Das ist schon schlimm genug; aber schlimmer noch: ich habe den Eindruck, diese ganze Diskussion hat inzwischen erreicht, daß die meisten Rentner heutzutage der Meinung sind - jetzt mal abgesehen von ihnen persönlich - daß es den anderen Rentnern in Deutschland viel zu gut geht. Und daß da schon was dran ist, daß man da mal sparen müßte und daß man dem mal Einhalt gebieten müßte. Und das führt nun zu einer ganz merkwürdigen Gemengelage in der Diskussion, es führt dazu, daß nämlich völlig verdrängt wird, daß unser System der Alterssicherung, das sich in der Bismarck’schen Tradition an dem berühmten „erfüllten Arbeitsleben" orientiert, halt immer noch so tut, als sei der Regelfall der 45 Jahre erwerbstätige, immer durchschnittlich verdienende Arbeitnehmer. Den gibt es ja heute nicht einmal mehr bei den Männern;(ja also, es mag noch ein paar Rentner geben, die schon mit 14 oder mit 13 in die Lehre gegangen sind und dann 50 Versicherungsjahre schaffen, und es gibt noch ein paar Bergleute, die zwar mit 50 frühpensioniert worden sind, aber dann insgesamt doch sehr lange Anrechnungszeiten haben.) Aber dieser Idealtyp des 45 Jahre lang erwerbstätigen und immer versicherten Arbeiters, der ist uns wohl doch abhanden gekommen. Andersherum ist der Effekt natürlich, daß die Situation der Mehrheit der Altersbevölkerung, der Frauen nämlich, noch mehr aus dem Blickfeld gerät. Man redet nur über diesen Idealrentner mit dem langen Erwerbsleben und es wird nicht zur Kenntnis genommen, daß dieses System eben für die Frauen nicht auskömmliche Alterseinkommen sichert, daß dieses System auf die Frauenerwerbslebensläufe von heute - und auch auf die von gestern schon - keineswegs gepaßt hat. Der schlimme Effekt ist dabei - finde ich -, daß immer weniger zur Kenntnis genommen wird, daß die Frauen mit diesem System eben ihre Schwierigkeiten haben und die Situation der Frauen dadurch immer wieder zu einer Art Regelabweichung umdefiniert wird: das System ist halt so, und wenn die Frauen nicht dazu passen, dann ist das ihr Problem und nicht etwa ein Problem des Sicherungssystems.

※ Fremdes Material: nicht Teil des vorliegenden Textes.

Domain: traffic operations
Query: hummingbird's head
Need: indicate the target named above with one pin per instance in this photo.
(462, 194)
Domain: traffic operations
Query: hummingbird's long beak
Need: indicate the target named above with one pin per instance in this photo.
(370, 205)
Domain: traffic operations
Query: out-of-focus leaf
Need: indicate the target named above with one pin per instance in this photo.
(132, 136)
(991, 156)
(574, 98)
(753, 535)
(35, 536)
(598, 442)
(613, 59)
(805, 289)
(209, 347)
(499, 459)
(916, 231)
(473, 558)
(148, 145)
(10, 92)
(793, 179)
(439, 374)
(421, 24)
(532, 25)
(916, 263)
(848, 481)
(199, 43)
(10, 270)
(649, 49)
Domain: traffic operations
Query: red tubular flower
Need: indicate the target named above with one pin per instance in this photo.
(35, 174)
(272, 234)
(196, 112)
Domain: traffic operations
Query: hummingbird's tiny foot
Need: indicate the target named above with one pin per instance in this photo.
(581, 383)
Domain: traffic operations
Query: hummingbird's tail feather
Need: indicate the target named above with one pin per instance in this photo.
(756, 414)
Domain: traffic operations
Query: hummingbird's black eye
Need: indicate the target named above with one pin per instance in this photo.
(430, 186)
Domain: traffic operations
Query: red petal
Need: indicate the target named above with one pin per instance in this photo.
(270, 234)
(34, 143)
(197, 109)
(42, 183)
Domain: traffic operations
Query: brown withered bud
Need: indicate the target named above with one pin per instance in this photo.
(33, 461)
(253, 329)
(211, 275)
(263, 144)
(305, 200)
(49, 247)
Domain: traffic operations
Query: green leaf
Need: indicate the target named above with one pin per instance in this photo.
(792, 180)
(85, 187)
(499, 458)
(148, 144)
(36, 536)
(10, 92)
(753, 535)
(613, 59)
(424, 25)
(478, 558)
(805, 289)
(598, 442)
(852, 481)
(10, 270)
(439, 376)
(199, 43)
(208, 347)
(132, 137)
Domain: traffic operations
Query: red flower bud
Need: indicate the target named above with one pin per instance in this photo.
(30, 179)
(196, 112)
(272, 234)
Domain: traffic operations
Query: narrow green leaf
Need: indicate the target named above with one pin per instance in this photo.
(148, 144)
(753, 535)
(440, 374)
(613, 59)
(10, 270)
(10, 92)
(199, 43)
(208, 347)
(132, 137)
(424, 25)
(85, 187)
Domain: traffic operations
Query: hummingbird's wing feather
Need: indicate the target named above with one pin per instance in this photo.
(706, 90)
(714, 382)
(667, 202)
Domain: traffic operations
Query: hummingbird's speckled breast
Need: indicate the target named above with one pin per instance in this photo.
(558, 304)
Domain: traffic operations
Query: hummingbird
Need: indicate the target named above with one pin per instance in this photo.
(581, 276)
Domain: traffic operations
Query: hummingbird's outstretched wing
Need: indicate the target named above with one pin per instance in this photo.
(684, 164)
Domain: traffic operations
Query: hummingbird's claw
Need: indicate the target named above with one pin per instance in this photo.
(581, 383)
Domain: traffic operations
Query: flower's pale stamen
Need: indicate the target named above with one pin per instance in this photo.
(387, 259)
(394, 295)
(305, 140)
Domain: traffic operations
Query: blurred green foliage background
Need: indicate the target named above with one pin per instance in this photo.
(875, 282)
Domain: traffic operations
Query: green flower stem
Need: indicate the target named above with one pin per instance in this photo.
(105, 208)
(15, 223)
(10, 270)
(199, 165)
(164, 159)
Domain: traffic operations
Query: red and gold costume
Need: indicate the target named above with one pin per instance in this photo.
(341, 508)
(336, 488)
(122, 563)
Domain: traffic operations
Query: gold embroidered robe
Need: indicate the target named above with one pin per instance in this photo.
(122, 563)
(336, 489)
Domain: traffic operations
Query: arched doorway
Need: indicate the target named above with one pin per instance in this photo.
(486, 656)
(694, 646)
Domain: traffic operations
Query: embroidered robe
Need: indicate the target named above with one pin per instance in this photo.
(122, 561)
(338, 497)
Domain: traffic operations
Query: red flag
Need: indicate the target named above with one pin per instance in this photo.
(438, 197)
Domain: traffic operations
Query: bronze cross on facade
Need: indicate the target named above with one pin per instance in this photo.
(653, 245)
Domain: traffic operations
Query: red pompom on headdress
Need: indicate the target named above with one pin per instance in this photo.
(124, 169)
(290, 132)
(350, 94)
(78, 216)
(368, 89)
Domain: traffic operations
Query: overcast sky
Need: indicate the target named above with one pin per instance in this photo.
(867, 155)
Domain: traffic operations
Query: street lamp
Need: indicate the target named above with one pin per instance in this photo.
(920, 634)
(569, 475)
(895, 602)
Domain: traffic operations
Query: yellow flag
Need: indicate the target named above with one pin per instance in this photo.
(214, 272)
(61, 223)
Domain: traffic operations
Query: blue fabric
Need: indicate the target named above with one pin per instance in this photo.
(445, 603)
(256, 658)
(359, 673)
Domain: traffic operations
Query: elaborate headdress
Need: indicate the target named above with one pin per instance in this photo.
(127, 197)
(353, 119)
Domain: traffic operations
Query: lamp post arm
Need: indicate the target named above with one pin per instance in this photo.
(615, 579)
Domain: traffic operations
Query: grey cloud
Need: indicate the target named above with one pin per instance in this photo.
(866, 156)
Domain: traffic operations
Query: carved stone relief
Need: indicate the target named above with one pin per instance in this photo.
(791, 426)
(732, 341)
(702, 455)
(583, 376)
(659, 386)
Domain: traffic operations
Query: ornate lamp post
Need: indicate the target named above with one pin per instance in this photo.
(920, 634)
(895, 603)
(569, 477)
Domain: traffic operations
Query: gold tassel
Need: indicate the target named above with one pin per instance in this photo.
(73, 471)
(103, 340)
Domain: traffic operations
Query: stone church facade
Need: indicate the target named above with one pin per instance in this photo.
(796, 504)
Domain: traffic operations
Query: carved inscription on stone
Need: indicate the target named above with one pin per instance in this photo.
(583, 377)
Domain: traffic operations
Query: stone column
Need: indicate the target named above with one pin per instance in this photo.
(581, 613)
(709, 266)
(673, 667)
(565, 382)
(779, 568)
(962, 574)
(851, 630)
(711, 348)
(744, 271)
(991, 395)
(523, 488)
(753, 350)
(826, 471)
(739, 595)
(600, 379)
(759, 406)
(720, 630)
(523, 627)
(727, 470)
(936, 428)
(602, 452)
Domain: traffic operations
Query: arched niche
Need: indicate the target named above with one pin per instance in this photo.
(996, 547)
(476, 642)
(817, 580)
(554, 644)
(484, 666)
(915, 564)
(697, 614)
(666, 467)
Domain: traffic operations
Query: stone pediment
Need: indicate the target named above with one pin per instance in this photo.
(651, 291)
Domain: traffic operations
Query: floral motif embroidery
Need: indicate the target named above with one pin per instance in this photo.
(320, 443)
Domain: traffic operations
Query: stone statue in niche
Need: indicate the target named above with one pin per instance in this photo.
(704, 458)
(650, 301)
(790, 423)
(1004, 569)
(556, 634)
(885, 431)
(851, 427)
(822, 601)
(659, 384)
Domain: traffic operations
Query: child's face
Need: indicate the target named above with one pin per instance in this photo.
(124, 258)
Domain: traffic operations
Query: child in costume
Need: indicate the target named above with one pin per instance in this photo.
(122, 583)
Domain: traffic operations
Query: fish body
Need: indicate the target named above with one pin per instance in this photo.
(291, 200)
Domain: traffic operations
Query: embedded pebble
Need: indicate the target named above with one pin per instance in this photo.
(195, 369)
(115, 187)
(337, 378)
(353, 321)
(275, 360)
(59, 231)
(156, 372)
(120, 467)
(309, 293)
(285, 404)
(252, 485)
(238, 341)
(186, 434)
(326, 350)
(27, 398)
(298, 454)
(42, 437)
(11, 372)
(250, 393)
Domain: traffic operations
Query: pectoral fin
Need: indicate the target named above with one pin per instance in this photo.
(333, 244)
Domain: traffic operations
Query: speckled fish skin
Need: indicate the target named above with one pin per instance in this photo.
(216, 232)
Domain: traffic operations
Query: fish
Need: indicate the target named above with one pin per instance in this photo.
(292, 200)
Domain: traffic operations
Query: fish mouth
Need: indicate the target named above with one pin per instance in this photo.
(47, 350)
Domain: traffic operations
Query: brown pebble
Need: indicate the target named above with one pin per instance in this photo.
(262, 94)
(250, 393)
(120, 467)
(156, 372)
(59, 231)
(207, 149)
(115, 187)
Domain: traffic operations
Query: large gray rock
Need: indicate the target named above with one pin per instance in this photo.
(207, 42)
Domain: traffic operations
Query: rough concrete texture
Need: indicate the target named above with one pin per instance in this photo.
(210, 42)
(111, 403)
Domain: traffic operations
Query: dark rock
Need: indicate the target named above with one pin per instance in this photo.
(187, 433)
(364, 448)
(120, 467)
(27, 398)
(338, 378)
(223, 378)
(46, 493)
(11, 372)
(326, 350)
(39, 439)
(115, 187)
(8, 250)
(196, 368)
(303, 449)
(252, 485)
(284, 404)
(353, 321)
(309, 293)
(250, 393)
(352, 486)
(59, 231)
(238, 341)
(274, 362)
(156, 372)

Nun haben meine verehrten Kollegen von der Abteilung Wirtschaftspolitik der FES im Juni dieses Jahres in Stuttgart eine Fachkonferenz gemacht mit dei schönen Titel „Brauchen wir einen neuen Generationenvertrag?". Das war wohl ein bißchen gemeint als eine Plattform für unsere eigenen „jungen Wilden" in Baden-Württemberg, wo sie dann sozusagen der Kündigung des Generationenvertrages ein generöses Angebot der Jungen für einen neuen Generationenvertrag folgen lassen wollten - natürlich zu ihren Konditionen. Und bei dieser Veranstaltung hat Frau Dr. Veil dann leise kritisiert, daß auch bei der Friedrich-Ebert-Stiftung diese Diskussion offenbar ohne eine realistische Wahrnehmung von der künftigen Alterssicherung von Frauen, ohne Berücksichtigung dieser heutzutage normalen Patchwork-Erwerbslebensläufe passiert. Ich habe diese Anregung dankbar aufgegriffen und habe gefunden, das paßt gut in unsere Reihe Genera-tionenforum, und so haben wir nun dieses Jahr dieses Thema für unser „Freudenstädter Forum 1997".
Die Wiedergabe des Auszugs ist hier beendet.